Listen in as we take a look back at our discussion on the life and writings of Robert Louis Stevenson. Remembered mainly for his tales of nautical adventures in search of buried pirate treasure and the strife between man's bestial and civilised nature, Stevenson’s life itself was as fascinating as the tales he wove. Join us on ‘Talking History’ this Sunday at 7pm as we revisit Stevenson’s journeys through Europe, America, and the islands of the Pacific Ocean between mouthfuls of chocolate.
Hear how a sickly child born in Victorian Edinburgh went on to become one of the world’s most beloved writers. Find out how this son of Scottish engineers left behind his heritage of lighthouse building to seek out his own path in life and how this path resulted in a string of literary masterpieces and an eventual resting place overlooking the beautiful South Pacific Ocean.
In the second hour of our Easter special we take a look at the life of one of Ireland’s greatest heroes and humanitarian champions; Father Jack Finucane. Born in Limerick in 1937 Jack studied philosophy and worked as a teacher before following his older brother, Aengus, into the priesthood. Their calling drove both brothers to become involved in humanitarianism and in 1968 they helped found what is now one of the world's leading charities, Concern, with a group of likeminded individuals.

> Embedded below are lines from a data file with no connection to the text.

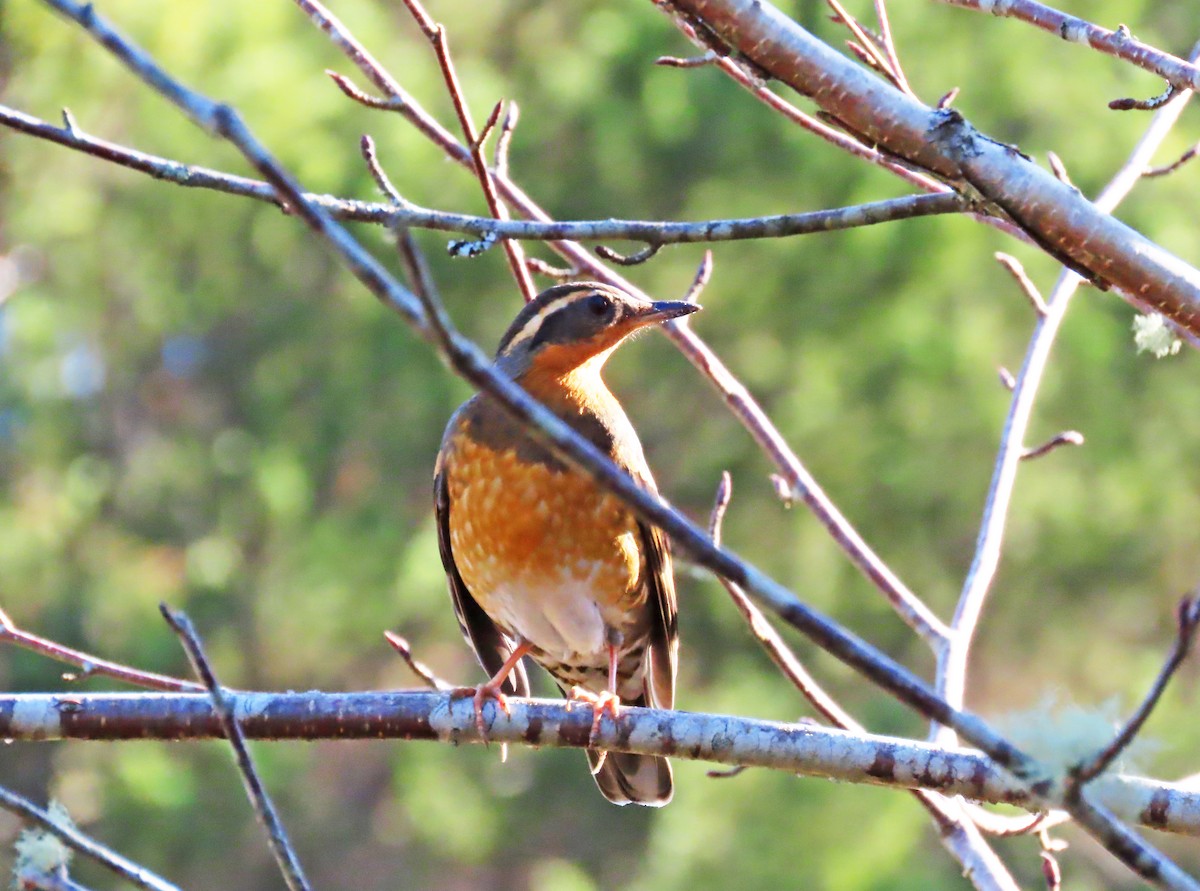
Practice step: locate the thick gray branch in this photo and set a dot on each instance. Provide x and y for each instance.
(801, 748)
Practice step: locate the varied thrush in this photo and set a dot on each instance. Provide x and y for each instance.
(541, 561)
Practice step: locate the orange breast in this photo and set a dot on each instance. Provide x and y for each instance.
(545, 552)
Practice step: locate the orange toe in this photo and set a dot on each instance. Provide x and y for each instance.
(600, 704)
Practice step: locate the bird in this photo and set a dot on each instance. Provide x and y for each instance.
(541, 561)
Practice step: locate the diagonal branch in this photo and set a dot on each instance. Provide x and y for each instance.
(737, 398)
(133, 873)
(1120, 43)
(941, 142)
(719, 739)
(264, 808)
(412, 215)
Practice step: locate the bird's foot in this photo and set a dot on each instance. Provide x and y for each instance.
(480, 694)
(600, 704)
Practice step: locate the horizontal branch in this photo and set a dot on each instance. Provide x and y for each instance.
(799, 748)
(1177, 72)
(411, 215)
(942, 142)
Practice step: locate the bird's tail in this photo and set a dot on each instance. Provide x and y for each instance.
(639, 779)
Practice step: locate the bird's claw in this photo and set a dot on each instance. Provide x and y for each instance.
(479, 695)
(600, 704)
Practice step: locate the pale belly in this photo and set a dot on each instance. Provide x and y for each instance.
(546, 555)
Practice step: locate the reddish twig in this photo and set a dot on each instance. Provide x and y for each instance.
(276, 835)
(1029, 288)
(437, 36)
(628, 259)
(1068, 437)
(427, 676)
(89, 664)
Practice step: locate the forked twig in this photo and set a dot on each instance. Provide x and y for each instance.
(437, 36)
(1188, 620)
(91, 665)
(427, 676)
(276, 833)
(89, 847)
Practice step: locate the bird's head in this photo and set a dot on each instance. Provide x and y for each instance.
(575, 324)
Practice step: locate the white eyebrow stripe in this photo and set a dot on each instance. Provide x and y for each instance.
(533, 324)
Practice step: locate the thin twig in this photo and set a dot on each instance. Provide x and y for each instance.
(888, 45)
(366, 145)
(1145, 105)
(1068, 437)
(871, 54)
(1175, 165)
(1059, 168)
(628, 259)
(276, 833)
(952, 661)
(767, 637)
(504, 139)
(405, 213)
(551, 271)
(437, 37)
(1014, 268)
(1188, 620)
(1119, 43)
(90, 665)
(695, 61)
(703, 273)
(427, 676)
(84, 844)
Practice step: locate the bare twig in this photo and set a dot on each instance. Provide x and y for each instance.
(810, 749)
(1188, 619)
(696, 61)
(403, 213)
(1175, 165)
(366, 145)
(952, 668)
(84, 844)
(1068, 437)
(472, 364)
(735, 394)
(887, 42)
(1059, 168)
(427, 676)
(276, 833)
(1029, 288)
(551, 271)
(870, 52)
(703, 273)
(1145, 105)
(504, 139)
(767, 637)
(628, 259)
(88, 664)
(437, 37)
(1119, 43)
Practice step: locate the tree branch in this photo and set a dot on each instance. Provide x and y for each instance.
(1057, 217)
(1120, 43)
(421, 715)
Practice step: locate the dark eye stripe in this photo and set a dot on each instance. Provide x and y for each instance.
(535, 315)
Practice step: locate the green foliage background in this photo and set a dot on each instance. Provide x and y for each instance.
(198, 406)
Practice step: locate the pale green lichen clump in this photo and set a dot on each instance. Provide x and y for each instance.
(1152, 334)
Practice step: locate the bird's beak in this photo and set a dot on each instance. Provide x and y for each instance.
(664, 311)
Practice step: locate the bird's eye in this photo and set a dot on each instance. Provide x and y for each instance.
(599, 305)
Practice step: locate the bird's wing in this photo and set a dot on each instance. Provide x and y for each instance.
(664, 644)
(492, 649)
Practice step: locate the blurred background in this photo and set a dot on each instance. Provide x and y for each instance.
(198, 406)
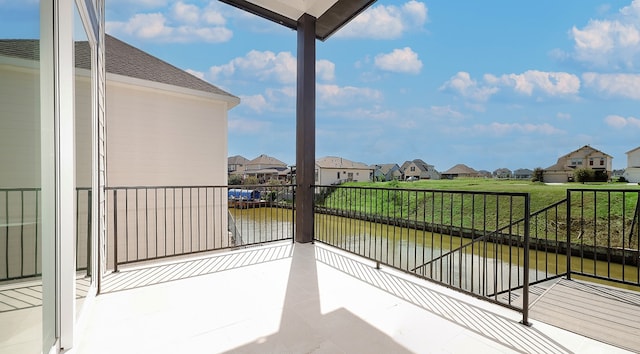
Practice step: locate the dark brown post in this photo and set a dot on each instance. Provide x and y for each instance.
(305, 128)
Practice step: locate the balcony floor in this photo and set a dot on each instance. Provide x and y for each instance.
(302, 298)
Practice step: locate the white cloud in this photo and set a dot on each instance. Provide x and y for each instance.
(340, 95)
(613, 43)
(502, 129)
(264, 66)
(247, 126)
(325, 70)
(399, 60)
(256, 102)
(620, 85)
(619, 122)
(549, 83)
(462, 84)
(445, 111)
(198, 74)
(269, 66)
(386, 22)
(184, 23)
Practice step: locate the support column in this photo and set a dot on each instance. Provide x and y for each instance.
(305, 128)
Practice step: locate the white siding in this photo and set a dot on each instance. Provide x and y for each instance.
(157, 139)
(633, 158)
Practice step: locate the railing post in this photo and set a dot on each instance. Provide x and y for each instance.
(568, 237)
(89, 233)
(115, 230)
(525, 288)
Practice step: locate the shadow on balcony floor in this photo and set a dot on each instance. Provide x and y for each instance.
(302, 298)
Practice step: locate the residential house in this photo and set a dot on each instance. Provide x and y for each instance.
(458, 171)
(523, 173)
(632, 172)
(386, 172)
(332, 170)
(236, 164)
(146, 111)
(584, 157)
(419, 169)
(166, 128)
(265, 168)
(502, 173)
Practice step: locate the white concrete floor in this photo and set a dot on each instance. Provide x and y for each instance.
(306, 298)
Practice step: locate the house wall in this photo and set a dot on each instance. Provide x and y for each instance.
(632, 174)
(19, 127)
(327, 176)
(161, 138)
(19, 149)
(556, 177)
(633, 158)
(158, 138)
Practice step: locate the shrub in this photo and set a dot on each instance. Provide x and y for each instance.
(583, 175)
(235, 180)
(538, 175)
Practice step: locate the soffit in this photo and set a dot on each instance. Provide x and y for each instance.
(330, 15)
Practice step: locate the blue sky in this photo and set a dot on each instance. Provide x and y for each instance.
(491, 84)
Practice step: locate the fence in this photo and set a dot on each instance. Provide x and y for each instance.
(21, 232)
(604, 232)
(148, 223)
(463, 240)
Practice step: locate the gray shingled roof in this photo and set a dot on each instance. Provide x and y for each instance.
(121, 59)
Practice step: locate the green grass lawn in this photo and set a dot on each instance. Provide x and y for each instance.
(542, 195)
(600, 211)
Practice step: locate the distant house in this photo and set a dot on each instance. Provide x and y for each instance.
(523, 173)
(502, 173)
(332, 170)
(265, 168)
(460, 170)
(151, 103)
(585, 157)
(632, 172)
(236, 164)
(419, 169)
(386, 172)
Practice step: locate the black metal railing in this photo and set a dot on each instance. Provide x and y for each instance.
(21, 232)
(604, 232)
(147, 223)
(463, 240)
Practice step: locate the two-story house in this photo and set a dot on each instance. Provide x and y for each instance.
(460, 170)
(236, 164)
(585, 157)
(387, 172)
(632, 172)
(335, 170)
(419, 169)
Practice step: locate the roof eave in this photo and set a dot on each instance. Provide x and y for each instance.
(332, 20)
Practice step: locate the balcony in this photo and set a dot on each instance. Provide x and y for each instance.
(201, 269)
(302, 298)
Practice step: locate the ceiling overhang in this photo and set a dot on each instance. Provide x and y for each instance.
(330, 15)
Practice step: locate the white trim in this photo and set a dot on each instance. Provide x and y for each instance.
(66, 171)
(116, 79)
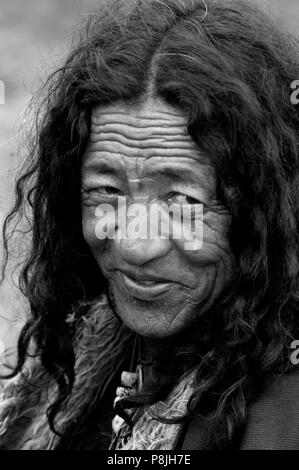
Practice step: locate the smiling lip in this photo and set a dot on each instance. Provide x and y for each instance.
(144, 288)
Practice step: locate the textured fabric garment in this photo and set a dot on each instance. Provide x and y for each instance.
(273, 419)
(149, 433)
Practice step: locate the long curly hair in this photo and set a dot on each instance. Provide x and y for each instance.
(230, 67)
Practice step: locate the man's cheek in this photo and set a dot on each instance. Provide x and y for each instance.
(89, 224)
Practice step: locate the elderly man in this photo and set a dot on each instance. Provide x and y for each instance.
(180, 340)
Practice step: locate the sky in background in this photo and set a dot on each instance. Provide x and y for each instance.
(33, 36)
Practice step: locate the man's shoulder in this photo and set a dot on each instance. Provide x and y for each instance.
(273, 419)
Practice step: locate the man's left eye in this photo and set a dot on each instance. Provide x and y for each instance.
(182, 198)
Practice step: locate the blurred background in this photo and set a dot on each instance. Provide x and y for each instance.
(34, 35)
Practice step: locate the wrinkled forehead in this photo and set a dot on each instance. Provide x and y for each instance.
(142, 131)
(139, 138)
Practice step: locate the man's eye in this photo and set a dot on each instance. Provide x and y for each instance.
(111, 190)
(182, 198)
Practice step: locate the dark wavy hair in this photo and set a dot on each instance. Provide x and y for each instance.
(230, 67)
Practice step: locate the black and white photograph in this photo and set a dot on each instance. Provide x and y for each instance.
(149, 212)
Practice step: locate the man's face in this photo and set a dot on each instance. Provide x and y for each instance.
(144, 155)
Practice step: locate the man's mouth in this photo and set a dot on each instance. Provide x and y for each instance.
(142, 287)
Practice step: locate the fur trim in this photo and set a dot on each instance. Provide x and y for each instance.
(25, 398)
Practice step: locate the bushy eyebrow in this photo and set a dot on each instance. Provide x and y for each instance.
(103, 167)
(180, 175)
(173, 173)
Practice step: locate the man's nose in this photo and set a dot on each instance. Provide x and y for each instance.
(141, 251)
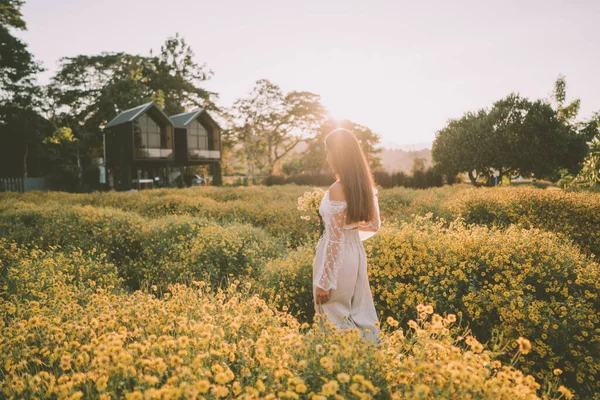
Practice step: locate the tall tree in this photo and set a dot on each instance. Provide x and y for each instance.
(269, 124)
(17, 65)
(464, 145)
(314, 158)
(94, 89)
(90, 90)
(21, 126)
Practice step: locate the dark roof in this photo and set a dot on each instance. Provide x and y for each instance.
(133, 113)
(184, 119)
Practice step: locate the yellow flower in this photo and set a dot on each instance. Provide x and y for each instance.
(565, 392)
(330, 388)
(326, 362)
(203, 386)
(301, 388)
(524, 345)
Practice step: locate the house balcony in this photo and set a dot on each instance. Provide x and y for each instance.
(154, 154)
(203, 154)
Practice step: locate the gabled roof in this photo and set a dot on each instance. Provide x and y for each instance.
(133, 113)
(184, 119)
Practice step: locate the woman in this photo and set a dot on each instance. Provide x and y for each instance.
(350, 212)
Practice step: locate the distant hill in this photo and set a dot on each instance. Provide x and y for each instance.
(393, 159)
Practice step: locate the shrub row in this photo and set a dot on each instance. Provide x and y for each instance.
(514, 282)
(197, 343)
(146, 251)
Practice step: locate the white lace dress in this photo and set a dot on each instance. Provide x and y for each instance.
(340, 265)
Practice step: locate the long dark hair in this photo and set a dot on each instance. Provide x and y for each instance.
(349, 162)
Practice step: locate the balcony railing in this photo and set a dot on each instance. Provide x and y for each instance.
(198, 154)
(154, 153)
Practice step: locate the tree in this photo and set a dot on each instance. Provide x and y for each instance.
(21, 126)
(17, 65)
(516, 136)
(314, 159)
(89, 91)
(464, 145)
(94, 89)
(269, 124)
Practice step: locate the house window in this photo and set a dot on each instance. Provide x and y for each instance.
(197, 136)
(148, 134)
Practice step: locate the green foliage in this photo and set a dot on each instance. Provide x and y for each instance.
(270, 123)
(511, 282)
(313, 160)
(146, 252)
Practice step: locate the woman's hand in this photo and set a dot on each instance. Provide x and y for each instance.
(322, 296)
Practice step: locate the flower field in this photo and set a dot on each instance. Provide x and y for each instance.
(206, 293)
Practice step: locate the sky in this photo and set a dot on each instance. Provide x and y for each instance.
(402, 68)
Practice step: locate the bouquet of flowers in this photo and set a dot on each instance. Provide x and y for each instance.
(309, 203)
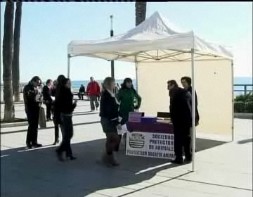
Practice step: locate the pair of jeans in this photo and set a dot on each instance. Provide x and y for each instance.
(33, 122)
(112, 137)
(67, 134)
(182, 141)
(49, 109)
(94, 99)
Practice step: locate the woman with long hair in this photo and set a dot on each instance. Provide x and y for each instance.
(109, 120)
(129, 101)
(66, 108)
(58, 84)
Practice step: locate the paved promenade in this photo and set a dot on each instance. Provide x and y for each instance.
(223, 169)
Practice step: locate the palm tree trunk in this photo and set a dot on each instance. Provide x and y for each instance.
(7, 61)
(15, 62)
(140, 12)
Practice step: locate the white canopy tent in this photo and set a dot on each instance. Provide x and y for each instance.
(161, 51)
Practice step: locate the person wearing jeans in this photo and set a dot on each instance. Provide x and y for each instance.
(32, 99)
(109, 113)
(47, 98)
(64, 99)
(181, 117)
(93, 90)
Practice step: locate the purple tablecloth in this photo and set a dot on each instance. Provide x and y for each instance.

On the 30th of May 1967 the Eastern Region of Nigeria declared independence from the rest of the West African nation, proclaiming itself the Republic of Biafra. What resulted was a three year long war that cost millions of lives. Most of these casualties were civilians, many of whom starved to death after Nigerian forces began to blockade the remaining Biafran forces in 1968. In reaction to this humanitarian crisis Africa Concern was established by the Finuacane brothers and others.
Since then Concern has grown in both size and mission scope. Today the charity has been involved in over 50 countries, providing both emergency relief and support for long term development. Join Patrick this Easter Sunday at 8pm as ‘Talking History’ takes a look at the life of Father Jack Finucane and pays tribute to the ‘John Wayne of aid workers’.